In a decision dated 26 October 2011, the French Supreme Court unexpectedly held that meetings of Central Works Councils could, under certain circumstances, take place via videoconference.

This case dealt with a ‘virtual meeting’ which was organized unilaterally by the management of L’Oréal Cosmétique, without obtaining the approval of the relevant trade union (la Confédération Française des Travailleurs Chrétiens).  The union then challenged the validity of the meeting on this basis.  

The first argument put forward by the union was that holding the meeting by videoconference defeated the purpose of meetings of the Central Works Council which were traditionally held somewhere chosen by the employer in order to bring together the employee representatives from a range of different establishments in one place.  Although the union acknowledged that developments in technology means that in time habits may have to change, it argued that the use of videoconferencing should have been authorised under the Works Council’s internal rules or that the President of the Council should have at least obtained approval from a majority of its members.

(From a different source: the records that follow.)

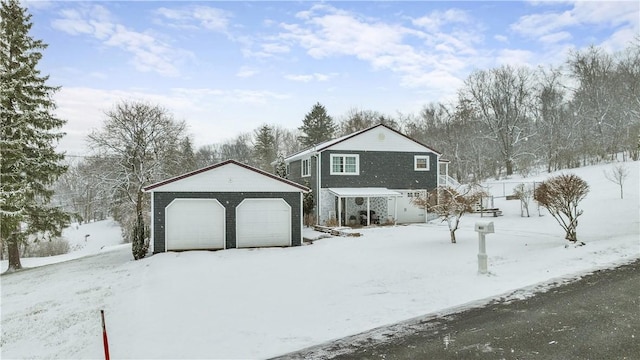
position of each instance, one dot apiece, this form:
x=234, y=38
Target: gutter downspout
x=319, y=186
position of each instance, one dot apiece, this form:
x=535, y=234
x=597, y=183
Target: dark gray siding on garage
x=392, y=170
x=230, y=201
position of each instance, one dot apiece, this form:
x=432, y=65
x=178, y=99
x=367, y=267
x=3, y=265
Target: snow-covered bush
x=561, y=195
x=43, y=248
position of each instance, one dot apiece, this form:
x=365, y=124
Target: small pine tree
x=264, y=148
x=281, y=167
x=28, y=136
x=317, y=126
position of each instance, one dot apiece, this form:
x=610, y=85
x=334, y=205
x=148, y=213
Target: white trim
x=307, y=167
x=421, y=157
x=318, y=187
x=344, y=165
x=224, y=223
x=264, y=199
x=153, y=230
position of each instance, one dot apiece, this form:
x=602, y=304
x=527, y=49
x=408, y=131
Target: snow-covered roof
x=229, y=175
x=363, y=192
x=319, y=147
x=404, y=139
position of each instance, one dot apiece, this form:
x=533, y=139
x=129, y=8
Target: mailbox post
x=483, y=228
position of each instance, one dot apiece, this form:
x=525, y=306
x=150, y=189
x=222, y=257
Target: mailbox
x=484, y=227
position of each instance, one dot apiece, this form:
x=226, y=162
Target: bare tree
x=560, y=195
x=356, y=120
x=503, y=98
x=139, y=143
x=525, y=195
x=451, y=205
x=617, y=175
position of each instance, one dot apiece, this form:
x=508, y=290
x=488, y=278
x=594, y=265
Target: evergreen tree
x=28, y=135
x=317, y=126
x=265, y=147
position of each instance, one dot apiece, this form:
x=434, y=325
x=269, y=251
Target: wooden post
x=104, y=337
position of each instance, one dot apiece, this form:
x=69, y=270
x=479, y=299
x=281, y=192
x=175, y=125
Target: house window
x=421, y=163
x=345, y=164
x=306, y=167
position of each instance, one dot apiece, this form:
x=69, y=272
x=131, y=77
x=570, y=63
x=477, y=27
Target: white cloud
x=514, y=57
x=537, y=25
x=195, y=17
x=308, y=77
x=501, y=38
x=84, y=109
x=149, y=53
x=245, y=72
x=412, y=53
x=275, y=48
x=554, y=38
x=434, y=21
x=553, y=27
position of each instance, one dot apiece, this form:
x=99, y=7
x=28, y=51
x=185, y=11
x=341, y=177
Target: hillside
x=257, y=303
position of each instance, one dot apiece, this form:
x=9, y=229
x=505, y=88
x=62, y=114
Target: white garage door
x=407, y=211
x=195, y=224
x=263, y=222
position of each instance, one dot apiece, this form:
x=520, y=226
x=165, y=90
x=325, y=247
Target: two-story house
x=374, y=172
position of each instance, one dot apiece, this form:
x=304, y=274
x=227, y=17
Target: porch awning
x=363, y=192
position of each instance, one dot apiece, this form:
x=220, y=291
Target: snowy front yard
x=259, y=303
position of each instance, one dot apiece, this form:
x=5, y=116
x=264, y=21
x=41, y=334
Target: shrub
x=44, y=248
x=560, y=195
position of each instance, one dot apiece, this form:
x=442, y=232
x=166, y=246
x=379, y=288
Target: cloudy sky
x=228, y=67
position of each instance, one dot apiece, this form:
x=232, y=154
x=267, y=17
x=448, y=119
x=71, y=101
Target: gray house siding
x=392, y=170
x=295, y=175
x=230, y=200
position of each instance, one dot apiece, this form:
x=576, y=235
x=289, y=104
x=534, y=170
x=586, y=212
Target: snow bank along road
x=596, y=317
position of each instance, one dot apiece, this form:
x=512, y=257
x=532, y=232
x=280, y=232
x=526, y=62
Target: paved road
x=596, y=317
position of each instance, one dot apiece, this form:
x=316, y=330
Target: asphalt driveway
x=595, y=317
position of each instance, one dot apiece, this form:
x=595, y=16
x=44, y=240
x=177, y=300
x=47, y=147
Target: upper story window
x=345, y=164
x=306, y=167
x=421, y=163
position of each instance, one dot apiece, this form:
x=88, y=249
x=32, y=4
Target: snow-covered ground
x=259, y=303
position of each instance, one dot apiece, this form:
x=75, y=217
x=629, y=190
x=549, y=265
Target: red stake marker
x=104, y=337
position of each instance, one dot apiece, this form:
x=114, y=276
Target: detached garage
x=223, y=206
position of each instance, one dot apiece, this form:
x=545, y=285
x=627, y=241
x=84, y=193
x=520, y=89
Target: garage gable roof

The Supreme Court took a more relaxed approach than the union, noting that “none of the participants expressed any concerns about the use of videoconferencing or said that they were unhappy to hold the meeting via videoconference and none of the matters which were on the agenda of the meeting needed to be decided by a secret ballot”.  Accordingly, there was no reason to render the meeting invalid just because it had been held as a videoconference. 

There are, however, limits on what will constitute a valid videoconference for these purposes.  It must be possible to see all of the participants in the meeting: a conference call where you can’t actually see who you are speaking to will not satisfy this requirement.  Additionally, the parties must all consent to the use of videoconferencing, even if this is only by not actively objecting: one opposition would be enough to invalidate the meeting.  Furthermore, it would not be appropriate to use videoconferencing if there was going to be a secret ballot.  On this point, the Supreme Court’s approach is more restrictive than that of the State Council, which did not object to a secret ballot held in relation to the dismissal of a protected employee taking place during a videoconference.